The total number of fishers employed on board (excluding Greece) was 138 500 (105 700 FTE). This represents an increase of 2.4% over 2009. Spain had the highest level of employment, both in terms of total employed and FTEs, of all EU MS for which data was available.

The report also looks at the figures for processing and aquaculture.

Permanent cessation: by 31 December 2010, EFF support for permanent cessation accounted for just 3% of the projects undertaken but for 56% of the EFF payments under Axis 1 (EUR 202 million). Based on current projections, for the 2007-2013 programming period, this would represent approximately EUR 720 million. Adding this amount to the EUR 546 700 000 paid under the FIFG (2000-2006 period) results in an overall amount of close to EUR 1.3 billion of public support for decommissioning measures in the 2000-2015 period.

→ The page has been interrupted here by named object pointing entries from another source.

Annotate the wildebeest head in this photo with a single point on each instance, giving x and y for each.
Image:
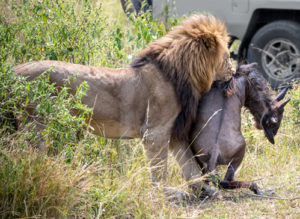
(266, 110)
(271, 120)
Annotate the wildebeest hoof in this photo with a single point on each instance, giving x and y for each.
(255, 189)
(209, 192)
(175, 195)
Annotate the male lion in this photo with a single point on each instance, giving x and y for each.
(158, 95)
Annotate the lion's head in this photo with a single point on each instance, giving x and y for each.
(191, 56)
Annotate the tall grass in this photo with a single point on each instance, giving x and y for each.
(77, 174)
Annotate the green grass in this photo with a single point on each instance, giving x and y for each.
(82, 175)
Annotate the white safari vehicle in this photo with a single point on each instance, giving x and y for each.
(269, 30)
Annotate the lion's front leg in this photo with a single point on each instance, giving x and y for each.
(162, 110)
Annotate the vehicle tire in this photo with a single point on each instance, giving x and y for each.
(137, 4)
(276, 49)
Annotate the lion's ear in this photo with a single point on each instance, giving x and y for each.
(209, 41)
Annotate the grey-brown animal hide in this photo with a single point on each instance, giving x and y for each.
(217, 139)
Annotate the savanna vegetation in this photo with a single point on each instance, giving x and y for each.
(78, 174)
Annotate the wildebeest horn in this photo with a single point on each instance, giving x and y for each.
(282, 105)
(268, 132)
(282, 93)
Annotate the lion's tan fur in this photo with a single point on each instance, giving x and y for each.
(163, 84)
(191, 56)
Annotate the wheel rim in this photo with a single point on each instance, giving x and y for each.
(280, 59)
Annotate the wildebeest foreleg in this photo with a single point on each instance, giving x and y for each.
(229, 183)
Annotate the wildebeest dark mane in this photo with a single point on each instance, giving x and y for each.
(259, 97)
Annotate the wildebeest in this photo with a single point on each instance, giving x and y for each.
(216, 138)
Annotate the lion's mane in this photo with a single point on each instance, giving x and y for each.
(188, 57)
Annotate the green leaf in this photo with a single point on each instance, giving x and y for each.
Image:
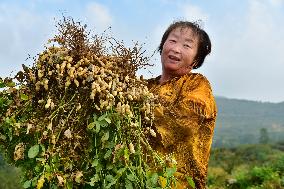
(128, 185)
(154, 178)
(95, 163)
(11, 84)
(27, 184)
(108, 120)
(121, 171)
(126, 153)
(131, 177)
(170, 171)
(2, 84)
(33, 151)
(98, 126)
(24, 97)
(94, 179)
(190, 181)
(108, 154)
(105, 136)
(91, 125)
(102, 117)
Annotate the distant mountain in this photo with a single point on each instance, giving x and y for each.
(240, 121)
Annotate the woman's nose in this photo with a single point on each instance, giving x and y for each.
(176, 48)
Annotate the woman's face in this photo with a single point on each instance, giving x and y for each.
(179, 52)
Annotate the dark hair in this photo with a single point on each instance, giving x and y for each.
(204, 43)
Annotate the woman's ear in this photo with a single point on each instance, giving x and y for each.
(193, 64)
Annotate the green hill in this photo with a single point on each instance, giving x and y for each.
(240, 122)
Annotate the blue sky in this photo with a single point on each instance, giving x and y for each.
(247, 59)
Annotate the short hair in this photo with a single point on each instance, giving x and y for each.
(204, 43)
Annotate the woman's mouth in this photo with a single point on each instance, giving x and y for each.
(174, 58)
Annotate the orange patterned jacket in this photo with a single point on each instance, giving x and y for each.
(185, 124)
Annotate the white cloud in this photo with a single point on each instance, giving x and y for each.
(248, 62)
(277, 2)
(194, 13)
(98, 16)
(23, 33)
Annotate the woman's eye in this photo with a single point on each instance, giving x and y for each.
(187, 46)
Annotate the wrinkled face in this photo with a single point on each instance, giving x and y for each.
(179, 51)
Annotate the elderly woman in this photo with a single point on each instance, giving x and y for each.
(185, 121)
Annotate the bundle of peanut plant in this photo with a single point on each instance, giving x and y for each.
(80, 118)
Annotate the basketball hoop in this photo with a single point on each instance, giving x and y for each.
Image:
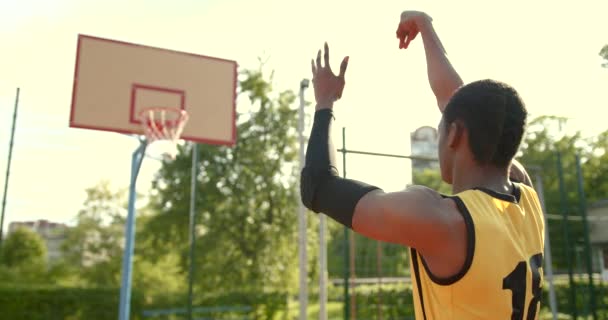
(163, 126)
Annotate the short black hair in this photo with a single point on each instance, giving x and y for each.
(495, 117)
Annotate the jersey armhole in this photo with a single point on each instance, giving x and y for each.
(470, 227)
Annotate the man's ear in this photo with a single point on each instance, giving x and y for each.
(456, 134)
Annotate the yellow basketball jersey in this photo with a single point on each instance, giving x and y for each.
(502, 275)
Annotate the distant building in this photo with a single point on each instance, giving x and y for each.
(598, 234)
(424, 142)
(52, 233)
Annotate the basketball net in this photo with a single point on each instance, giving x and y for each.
(163, 127)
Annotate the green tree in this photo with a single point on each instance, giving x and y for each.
(246, 200)
(545, 138)
(23, 257)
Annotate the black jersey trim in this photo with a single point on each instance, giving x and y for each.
(470, 226)
(514, 197)
(418, 281)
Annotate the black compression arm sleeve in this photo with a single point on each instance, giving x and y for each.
(321, 188)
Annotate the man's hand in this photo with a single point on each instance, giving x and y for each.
(328, 87)
(410, 25)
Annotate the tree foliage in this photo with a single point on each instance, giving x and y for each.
(93, 248)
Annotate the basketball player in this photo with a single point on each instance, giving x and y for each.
(476, 254)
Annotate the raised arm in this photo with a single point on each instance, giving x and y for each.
(443, 78)
(417, 217)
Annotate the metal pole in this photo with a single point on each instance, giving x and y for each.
(583, 207)
(302, 234)
(379, 275)
(548, 258)
(8, 165)
(564, 209)
(127, 260)
(192, 225)
(346, 242)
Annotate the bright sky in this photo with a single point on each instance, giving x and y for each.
(548, 50)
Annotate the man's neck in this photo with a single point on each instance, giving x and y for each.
(488, 177)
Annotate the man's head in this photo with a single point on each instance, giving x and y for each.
(484, 124)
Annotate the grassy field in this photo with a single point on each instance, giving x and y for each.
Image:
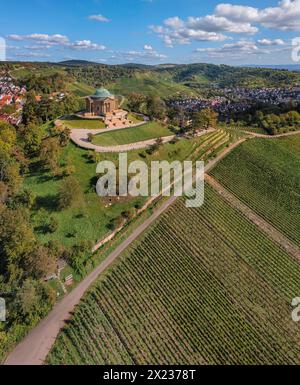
(131, 135)
(151, 83)
(76, 122)
(198, 288)
(90, 217)
(81, 89)
(265, 174)
(256, 130)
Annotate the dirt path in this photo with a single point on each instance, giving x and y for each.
(80, 137)
(34, 349)
(265, 136)
(266, 227)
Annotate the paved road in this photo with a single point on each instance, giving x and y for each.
(34, 349)
(80, 138)
(265, 136)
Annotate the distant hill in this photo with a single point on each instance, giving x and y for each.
(198, 79)
(289, 67)
(77, 63)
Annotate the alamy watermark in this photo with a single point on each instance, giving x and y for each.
(162, 178)
(2, 310)
(2, 49)
(296, 49)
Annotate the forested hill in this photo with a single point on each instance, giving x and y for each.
(165, 80)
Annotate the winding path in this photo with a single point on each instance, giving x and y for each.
(34, 349)
(81, 138)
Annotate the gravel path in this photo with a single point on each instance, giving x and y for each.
(35, 347)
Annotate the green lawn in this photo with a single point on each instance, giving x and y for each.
(201, 286)
(131, 135)
(151, 83)
(76, 122)
(89, 218)
(81, 89)
(265, 174)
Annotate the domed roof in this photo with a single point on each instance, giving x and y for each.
(102, 93)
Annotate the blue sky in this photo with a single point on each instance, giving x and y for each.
(151, 31)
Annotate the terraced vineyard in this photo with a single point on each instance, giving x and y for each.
(197, 289)
(265, 174)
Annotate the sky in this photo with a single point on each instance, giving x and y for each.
(152, 31)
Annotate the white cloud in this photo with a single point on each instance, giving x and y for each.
(100, 18)
(146, 55)
(87, 45)
(213, 23)
(268, 42)
(286, 16)
(229, 19)
(56, 39)
(240, 48)
(45, 41)
(32, 55)
(238, 13)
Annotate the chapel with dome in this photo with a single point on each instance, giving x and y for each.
(101, 103)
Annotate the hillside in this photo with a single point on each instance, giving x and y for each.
(164, 80)
(177, 298)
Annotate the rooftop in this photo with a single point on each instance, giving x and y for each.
(102, 93)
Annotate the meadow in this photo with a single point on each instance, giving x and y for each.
(265, 174)
(74, 121)
(196, 289)
(147, 131)
(90, 217)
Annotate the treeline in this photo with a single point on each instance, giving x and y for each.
(99, 75)
(273, 119)
(227, 76)
(39, 112)
(46, 84)
(24, 261)
(152, 106)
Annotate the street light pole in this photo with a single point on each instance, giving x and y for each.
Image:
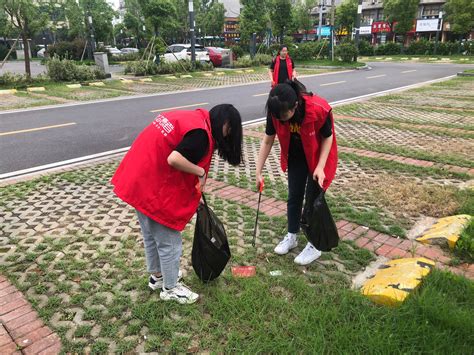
(320, 25)
(440, 25)
(357, 29)
(333, 12)
(192, 32)
(91, 30)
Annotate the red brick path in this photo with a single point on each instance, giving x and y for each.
(21, 331)
(389, 157)
(378, 243)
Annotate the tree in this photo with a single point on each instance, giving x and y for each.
(102, 15)
(280, 15)
(161, 14)
(346, 15)
(75, 18)
(302, 19)
(253, 18)
(403, 12)
(26, 17)
(210, 17)
(134, 19)
(460, 15)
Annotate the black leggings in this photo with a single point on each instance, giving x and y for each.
(299, 181)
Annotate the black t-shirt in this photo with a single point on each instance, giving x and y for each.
(296, 145)
(283, 72)
(194, 146)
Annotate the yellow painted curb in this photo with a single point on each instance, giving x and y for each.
(394, 280)
(36, 89)
(446, 230)
(8, 92)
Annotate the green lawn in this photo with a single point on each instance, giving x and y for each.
(327, 62)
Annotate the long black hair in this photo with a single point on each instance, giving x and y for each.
(229, 148)
(284, 97)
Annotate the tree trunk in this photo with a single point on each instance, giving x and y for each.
(26, 49)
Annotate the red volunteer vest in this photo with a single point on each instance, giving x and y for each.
(317, 109)
(147, 182)
(276, 70)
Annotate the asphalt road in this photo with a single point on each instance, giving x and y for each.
(36, 137)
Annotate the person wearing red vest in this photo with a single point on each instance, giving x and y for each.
(304, 125)
(282, 68)
(162, 177)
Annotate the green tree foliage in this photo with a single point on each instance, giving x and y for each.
(460, 15)
(346, 15)
(280, 16)
(25, 16)
(403, 12)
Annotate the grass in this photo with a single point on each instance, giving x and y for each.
(448, 159)
(327, 62)
(393, 166)
(414, 127)
(465, 245)
(422, 58)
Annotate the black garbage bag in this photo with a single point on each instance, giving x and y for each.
(211, 251)
(317, 222)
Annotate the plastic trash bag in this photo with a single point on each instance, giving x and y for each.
(317, 222)
(211, 251)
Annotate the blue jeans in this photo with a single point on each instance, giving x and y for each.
(299, 182)
(163, 249)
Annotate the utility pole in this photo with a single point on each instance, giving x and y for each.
(440, 26)
(357, 29)
(320, 25)
(192, 32)
(333, 12)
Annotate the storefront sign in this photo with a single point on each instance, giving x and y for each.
(431, 25)
(365, 30)
(325, 30)
(381, 26)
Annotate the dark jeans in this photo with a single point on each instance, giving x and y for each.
(299, 181)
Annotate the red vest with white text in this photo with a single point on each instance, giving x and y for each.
(147, 182)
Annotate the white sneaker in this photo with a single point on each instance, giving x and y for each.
(308, 255)
(288, 243)
(156, 283)
(180, 294)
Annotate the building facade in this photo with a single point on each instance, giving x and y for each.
(428, 22)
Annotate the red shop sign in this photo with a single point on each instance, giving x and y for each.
(381, 26)
(413, 28)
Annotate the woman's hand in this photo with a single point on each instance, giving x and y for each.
(319, 175)
(259, 181)
(202, 182)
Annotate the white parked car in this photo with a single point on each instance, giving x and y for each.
(41, 52)
(114, 51)
(177, 52)
(129, 50)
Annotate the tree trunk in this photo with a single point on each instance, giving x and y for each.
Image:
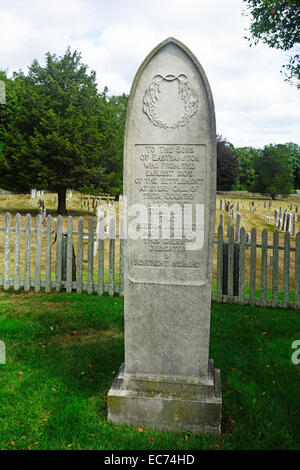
(61, 209)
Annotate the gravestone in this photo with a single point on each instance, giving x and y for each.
(167, 380)
(222, 220)
(2, 92)
(229, 224)
(238, 227)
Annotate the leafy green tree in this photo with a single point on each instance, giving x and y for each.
(293, 151)
(227, 165)
(246, 157)
(277, 24)
(53, 137)
(112, 125)
(273, 171)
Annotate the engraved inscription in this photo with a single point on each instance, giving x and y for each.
(168, 177)
(160, 95)
(171, 173)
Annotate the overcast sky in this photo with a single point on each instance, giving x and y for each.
(254, 106)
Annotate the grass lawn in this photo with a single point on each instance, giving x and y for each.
(63, 351)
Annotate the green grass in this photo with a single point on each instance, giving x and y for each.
(54, 385)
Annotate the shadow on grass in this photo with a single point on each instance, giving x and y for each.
(64, 351)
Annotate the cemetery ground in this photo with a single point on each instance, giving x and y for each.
(63, 350)
(78, 206)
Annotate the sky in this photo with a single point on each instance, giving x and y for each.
(253, 104)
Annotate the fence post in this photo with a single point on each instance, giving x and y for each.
(275, 269)
(80, 255)
(90, 256)
(17, 251)
(231, 264)
(27, 252)
(7, 251)
(220, 264)
(264, 260)
(297, 271)
(253, 267)
(111, 281)
(242, 267)
(58, 267)
(70, 258)
(286, 272)
(48, 254)
(100, 288)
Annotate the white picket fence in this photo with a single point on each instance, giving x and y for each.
(37, 257)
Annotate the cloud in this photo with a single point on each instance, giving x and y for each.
(254, 106)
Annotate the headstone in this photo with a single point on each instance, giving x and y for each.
(238, 227)
(288, 223)
(222, 220)
(168, 380)
(229, 224)
(2, 92)
(283, 221)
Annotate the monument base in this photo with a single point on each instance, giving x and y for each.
(167, 403)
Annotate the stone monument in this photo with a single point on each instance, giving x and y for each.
(167, 380)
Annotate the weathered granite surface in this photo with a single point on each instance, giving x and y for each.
(167, 380)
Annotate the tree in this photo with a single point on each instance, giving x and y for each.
(293, 151)
(52, 136)
(227, 165)
(273, 172)
(112, 125)
(277, 23)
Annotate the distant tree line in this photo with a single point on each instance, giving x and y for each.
(272, 170)
(58, 132)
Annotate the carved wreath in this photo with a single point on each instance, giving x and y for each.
(186, 92)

Successive evaluations of the EFF and its predecessor the FIFG have highlighted a recurrent problem with the way permanent cessation is used in practice. It is triggered not so much by the need to adapt the fleet to the resources available but by the economic difficulties of fleets, irrespective of the situation of stocks. The requirement in the EFF of putting in place fishing effort adjustment plans before using permanent cessation has not solved that problem. On the contrary, in some fishing effort adjustment plans, permanent cessation is explicitly presented as a tool to compensate for the reduction of fishing opportunities and to improve the economic viability of the remaining vessels. As a result, permanent cessation is often not targeted on the vessels which exert the most pressure on the stocks but on those with the worst financial prospects, which limits the effectiveness of the capacity adjustment it generates.